For savvy travelers, the Japan Rail Pass has long been the holy grail of getting around Japan. But what if I told you that you could shift your journey from rail to sea? The Japan Long Course Ferry Service Association recently launched the Japan Ferry Pass 21, and the conditions, routes and cost are actually so good that it makes travel by ferry a feasible option.
We’re excited to see this new travel option made available to tourists, who for years have tried to figure out if it was possible to travel across Japan by ship. So read on to figure out how to plan your journey, and where the new ferry pass can take you.
Ports and routes
The Japan Ferry Pass 21 (or JFP 21) covers 14 long course (meaning each route is 300km or more in length) ferry routes.
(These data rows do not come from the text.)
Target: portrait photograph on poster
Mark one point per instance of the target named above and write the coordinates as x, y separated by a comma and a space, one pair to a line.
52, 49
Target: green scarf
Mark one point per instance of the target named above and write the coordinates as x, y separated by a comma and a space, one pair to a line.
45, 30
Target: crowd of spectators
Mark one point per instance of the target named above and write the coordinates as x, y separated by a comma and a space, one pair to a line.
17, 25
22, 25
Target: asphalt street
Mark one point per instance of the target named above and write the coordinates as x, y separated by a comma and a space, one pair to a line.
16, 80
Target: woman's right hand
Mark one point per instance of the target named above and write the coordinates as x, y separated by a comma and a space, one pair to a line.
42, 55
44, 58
Ports of call are located across the Japanese archipelago, from Kyushu all the way up to Hokkaido.
Some of the most popular ferry routes include:
· Tomakomai, Hokkaido to Akita (10 hours)
· Sendai to Nagoya (21 hours, 40 minutes)
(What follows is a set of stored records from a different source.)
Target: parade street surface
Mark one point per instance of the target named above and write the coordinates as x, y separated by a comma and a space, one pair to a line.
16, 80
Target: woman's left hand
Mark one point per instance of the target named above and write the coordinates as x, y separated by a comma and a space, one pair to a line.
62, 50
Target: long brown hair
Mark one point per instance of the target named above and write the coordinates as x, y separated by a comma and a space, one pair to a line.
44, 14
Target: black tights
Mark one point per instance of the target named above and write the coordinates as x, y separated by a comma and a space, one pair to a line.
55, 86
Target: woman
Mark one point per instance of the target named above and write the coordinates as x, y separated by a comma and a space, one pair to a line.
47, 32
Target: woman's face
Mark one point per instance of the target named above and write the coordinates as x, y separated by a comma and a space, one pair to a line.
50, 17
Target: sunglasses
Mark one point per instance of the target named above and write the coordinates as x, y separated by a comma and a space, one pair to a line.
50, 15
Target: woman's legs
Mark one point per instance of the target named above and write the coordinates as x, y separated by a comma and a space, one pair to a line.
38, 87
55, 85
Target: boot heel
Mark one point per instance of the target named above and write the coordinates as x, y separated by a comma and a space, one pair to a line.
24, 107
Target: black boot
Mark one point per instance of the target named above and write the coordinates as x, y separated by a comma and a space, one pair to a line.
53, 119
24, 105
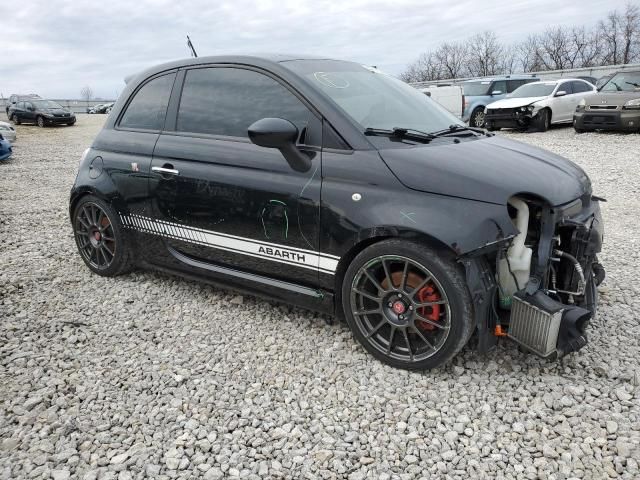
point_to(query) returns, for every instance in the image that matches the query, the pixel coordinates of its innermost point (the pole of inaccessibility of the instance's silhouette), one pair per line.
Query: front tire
(100, 237)
(407, 304)
(543, 120)
(477, 118)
· Tokyo to Tokushima on Shikoku, with the possibility to continue on to Kitakyushu (19 hours 20 minutes or 34 hours for the whole trip)
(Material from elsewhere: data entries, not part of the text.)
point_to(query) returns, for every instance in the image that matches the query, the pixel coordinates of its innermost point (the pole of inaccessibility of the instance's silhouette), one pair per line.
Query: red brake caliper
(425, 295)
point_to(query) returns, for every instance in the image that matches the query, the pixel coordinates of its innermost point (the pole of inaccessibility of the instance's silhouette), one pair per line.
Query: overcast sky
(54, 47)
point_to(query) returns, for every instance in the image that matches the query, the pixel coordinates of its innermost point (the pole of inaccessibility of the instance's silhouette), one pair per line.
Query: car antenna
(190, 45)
· Osaka to Beppu (12 hours)
· Kobe to Oita (12 hours)
· Miyazaki to Kobe (12 hours 20 minutes going north or 13 hours 30 minutes going south)
While many routes operate daily, e.g. the Tokyo, Osaka and Kobe routes, or even twice a day (Miyazaki to Kobe), some only operate every other day or once a week, so check the departure days when you plan your Japan Ferry Pass 21 adventure.
Cost and conditions of the Japan Ferry Pass 21
The Japan Ferry Pass 21 is valid for 21 days and costs ¥21,000, which is about a third of the cost of a 21-day JR Rail Pass. During this period, you can use the ferry pass up to six times. Bonus for families: children under 6 can travel for free.
As many of the ferry routes are overnight, you don’t have to book accommodation for those nights, which might save you a bit of money while traveling. The ferry pass is valid for second-class cabins, which offer comfortable and clean, if simple, lodging in shared rooms, often with curtains for privacy. The rooms might even have a porthole to the sea. Bathrooms are shared. If you prefer private accommodation, you can upgrade to a first-class cabin by paying in the difference between the first and second-class ticket for each route.
How to buy the Japan Ferry Pass 21
To book a ferry pass, you must show that you are not a Japanese national, and that you are a non-resident. Short-term travelers, and those on working holiday or short-term student visas are eligible. You can apply for the pass through the reservation page of the Japan Long Course Ferry Service Association. Everything is in English. Simply select the port of departure for your first trip and the route, then enter your personal details to complete the application for the Japan ferry pass and the reservation for your first route.
There is an option to bring cars, bicycles and motorbikes on the ferries, but there will be an additional charge. Note that the pass cannot be used during the peak seasons of Golden Week (end of April/beginning of May), the Obon period (in August) and the New Year’s period (New Year’s Eve until a few days into January).
Comfort on board Japanese ferries
The ferries that you can use with the JFP 21 are like mid-range cruise liners when it comes to facilities and comfort. Everything is generally modern, clean and comfortable. The common spaces might include an observation deck, game zone, kids’ zone and relaxation areas, plus shops and cafés. Onboard restaurants are usually proper sit-down places with ocean views, rather than just a shop that dishes out cup ramen.
Many ships seem to have a sento (public bath) that is free to use and some might even offer a rotemburo (outdoor bath) or sauna. Most ferries, we hear, even offer free nightly entertainment like shows, movie screenings and concerts in the lounge to make your mini cruise experience complete. Get an overview of the on-board facilities.
Is the Japan Ferry Pass 21 right for me?
The JFP 21 is worth it if you want to make two or more journeys that take you from Honshu to at least one of the other islands of Japan. It is best suited for travelers that have enough time to take the slower route, and and are interested in a unique experience in which the journey is as important as the destination. The added bonus of saving on overnight accommodation is a massive plus and can seriously reduce the overhead of your Japan trip.
If you only plan to take a single ferry journey, booking it individually might be cheaper.
In short: The Japan Ferry Pass 21 costs ¥21,000 for 21-day access to 14 long-course ferry routes across Japan. It allows you to combine accommodation and travel in one. Best for travelers (with sea legs) who are not in a rush, and who want to make multiple ferry journeys. Bon voyage!
While we do our best to ensure that it’s correct, information is subject to change.